Bij besluit van 10 oktober 2018 (het primaire besluit) heeft verweerder op grond van artikel 23, derde lid, van de Meststoffenwet (Msw) het fosfaatrecht van appellante vastgesteld.
Bij besluit van 15 april 2020 (het bestreden besluit) heeft verweerder het bezwaar van appellante gedeeltelijk gegrond verklaard, het primaire besluit herroepen en het fosfaatrecht van appellante opnieuw vastgesteld.
Appellante heeft beroep ingesteld tegen het bestreden besluit.
Verweerder heeft een verweerschrift ingediend.
Het onderzoek ter zitting heeft plaatsgevonden op 13 oktober 2021. Appellante heeft zich laten vertegenwoordigen door haar gemachtigde.

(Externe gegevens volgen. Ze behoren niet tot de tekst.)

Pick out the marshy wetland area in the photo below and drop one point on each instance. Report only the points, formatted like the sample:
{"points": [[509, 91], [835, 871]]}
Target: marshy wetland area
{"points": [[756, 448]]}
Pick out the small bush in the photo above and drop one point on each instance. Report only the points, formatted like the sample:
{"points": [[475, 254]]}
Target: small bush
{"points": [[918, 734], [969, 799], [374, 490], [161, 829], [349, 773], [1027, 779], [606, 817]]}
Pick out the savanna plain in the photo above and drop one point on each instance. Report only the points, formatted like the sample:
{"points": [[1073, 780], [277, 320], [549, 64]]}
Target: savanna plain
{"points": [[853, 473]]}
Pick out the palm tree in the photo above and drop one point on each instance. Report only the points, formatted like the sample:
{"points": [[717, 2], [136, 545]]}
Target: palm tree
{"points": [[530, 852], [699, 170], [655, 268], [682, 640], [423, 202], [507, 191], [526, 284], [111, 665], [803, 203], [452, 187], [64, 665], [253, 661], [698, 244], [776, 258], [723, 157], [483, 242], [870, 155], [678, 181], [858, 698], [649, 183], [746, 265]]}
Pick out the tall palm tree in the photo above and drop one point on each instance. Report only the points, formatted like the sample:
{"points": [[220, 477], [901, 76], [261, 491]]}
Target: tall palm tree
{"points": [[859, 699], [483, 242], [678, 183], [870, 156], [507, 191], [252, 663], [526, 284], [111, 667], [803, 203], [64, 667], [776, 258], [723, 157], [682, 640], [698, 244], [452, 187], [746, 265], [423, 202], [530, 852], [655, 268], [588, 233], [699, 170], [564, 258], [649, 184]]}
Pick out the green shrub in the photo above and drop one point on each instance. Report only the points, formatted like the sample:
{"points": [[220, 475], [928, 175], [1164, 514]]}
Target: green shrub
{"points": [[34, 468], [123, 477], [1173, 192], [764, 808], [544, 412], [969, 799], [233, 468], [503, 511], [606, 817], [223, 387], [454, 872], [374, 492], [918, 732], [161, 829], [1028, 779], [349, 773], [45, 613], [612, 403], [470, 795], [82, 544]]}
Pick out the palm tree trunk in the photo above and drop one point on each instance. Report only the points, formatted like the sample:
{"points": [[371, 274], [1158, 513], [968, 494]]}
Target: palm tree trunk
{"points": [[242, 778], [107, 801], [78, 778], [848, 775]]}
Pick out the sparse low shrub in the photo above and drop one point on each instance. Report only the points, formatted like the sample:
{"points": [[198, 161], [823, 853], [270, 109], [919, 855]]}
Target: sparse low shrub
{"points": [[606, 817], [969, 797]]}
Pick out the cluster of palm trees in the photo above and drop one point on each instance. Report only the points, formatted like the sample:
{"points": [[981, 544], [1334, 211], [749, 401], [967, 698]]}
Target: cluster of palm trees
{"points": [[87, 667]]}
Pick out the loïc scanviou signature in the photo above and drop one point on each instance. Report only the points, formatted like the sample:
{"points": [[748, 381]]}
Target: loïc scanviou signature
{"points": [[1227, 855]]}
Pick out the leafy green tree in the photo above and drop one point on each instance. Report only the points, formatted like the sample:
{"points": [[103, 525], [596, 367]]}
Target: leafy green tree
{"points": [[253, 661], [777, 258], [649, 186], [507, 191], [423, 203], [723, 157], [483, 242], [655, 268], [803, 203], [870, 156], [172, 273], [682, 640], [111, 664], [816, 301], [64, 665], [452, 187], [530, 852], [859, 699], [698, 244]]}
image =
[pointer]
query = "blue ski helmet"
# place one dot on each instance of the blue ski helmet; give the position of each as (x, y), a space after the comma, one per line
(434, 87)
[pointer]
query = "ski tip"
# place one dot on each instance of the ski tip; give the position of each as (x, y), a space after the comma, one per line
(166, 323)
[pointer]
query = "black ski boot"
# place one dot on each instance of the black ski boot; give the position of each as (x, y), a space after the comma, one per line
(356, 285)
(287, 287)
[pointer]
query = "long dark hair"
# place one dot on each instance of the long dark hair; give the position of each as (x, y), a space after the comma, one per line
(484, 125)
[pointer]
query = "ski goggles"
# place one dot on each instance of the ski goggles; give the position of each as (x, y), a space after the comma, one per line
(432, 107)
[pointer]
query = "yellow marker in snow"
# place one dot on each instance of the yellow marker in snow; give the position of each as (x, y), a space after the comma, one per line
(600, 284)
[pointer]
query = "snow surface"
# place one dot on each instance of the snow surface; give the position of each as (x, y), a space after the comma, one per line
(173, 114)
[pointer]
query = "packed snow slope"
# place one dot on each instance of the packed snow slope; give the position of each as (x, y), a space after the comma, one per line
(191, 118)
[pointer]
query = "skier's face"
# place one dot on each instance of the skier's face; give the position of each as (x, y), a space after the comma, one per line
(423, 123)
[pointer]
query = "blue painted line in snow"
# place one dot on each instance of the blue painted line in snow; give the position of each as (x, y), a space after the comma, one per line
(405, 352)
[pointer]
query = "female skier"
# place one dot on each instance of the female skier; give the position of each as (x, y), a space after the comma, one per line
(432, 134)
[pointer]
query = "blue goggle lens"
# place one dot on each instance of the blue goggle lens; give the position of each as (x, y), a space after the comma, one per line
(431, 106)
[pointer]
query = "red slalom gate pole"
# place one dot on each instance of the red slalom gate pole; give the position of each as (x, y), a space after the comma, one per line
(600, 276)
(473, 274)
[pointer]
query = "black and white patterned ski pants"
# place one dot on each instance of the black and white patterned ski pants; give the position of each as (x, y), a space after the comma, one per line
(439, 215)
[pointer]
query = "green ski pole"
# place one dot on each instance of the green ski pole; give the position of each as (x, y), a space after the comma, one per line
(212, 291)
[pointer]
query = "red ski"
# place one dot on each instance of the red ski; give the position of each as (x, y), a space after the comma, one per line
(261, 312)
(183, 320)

Namens appellante is ook verschenen [naam 2] . Verweerder heeft zich laten vertegenwoordigen door zijn gemachtigde.

Overwegingen

Relevante bepalingen
1.1
Ingevolge artikel 23, derde lid, van de Msw stelt de minister het op een bedrijf rustende fosfaatrecht per 1 januari 2018 vast in overeenstemming met de forfaitaire productie van dierlijke meststoffen in een kalenderjaar door melkvee dat op 2 juli 2015 op het bedrijf is gehouden en geregistreerd.
1.2
Het begrip “melkvee” is gedefinieerd in artikel 1, eerste lid, aanhef en onderdeel kk, van de Msw:
1°. melk- en kalfkoeien, te weten koeien (bos taurus) die ten minste éénmaal hebben gekalfd en die voor de melkproductie of de fokkerij worden gehouden met inbegrip van koeien die drooggezet zijn alsmede koeien die worden vetgemest en in de mesttijd worden gemolken;
2°. jongvee jonger dan 1 jaar voor de melkveehouderij, en vrouwelijke opfokkalveren voor de vleesveehouderij tot 1 jaar en
3°. jongvee ouder dan 1 jaar, te weten alle runderen van 1 jaar en ouder inclusief overig vleesvee, maar met uitzondering van roodvleesstieren en fokstieren.
1.3
In tabel I van bijlage D bij de Uitvoeringsregeling Meststoffenwet (Uitvoeringsregeling) zijn, voor zover hier van belang, de volgende diercategorieën opgenomen:
- melk- en kalfkoeien (alle koeien die ten minste éénmaal hebben gekalfd en die voor de melkproductie of de fokkerij worden gehouden; ook koeien die drooggezet zijn alsmede koeien die worden vetgemest en in de mesttijd worden gemolken), met diernummer 100;
- weide- en zoogkoeien (koeien die ten minste eenmaal hebben gekalfd niet zijnde melk- en kalfkoeien), met diernummer 120.
1.4
Ingevolge artikel 72, eerste lid, van het Uitvoeringsbesluit Meststoffenwet (Uitvoeringsbesluit) verhoogt de minister, op verzoek van een landbouwer met een nieuw gestart bedrijf, het fosfaatrecht, bedoeld in artikel 23, derde lid, van de Msw (de startersregeling).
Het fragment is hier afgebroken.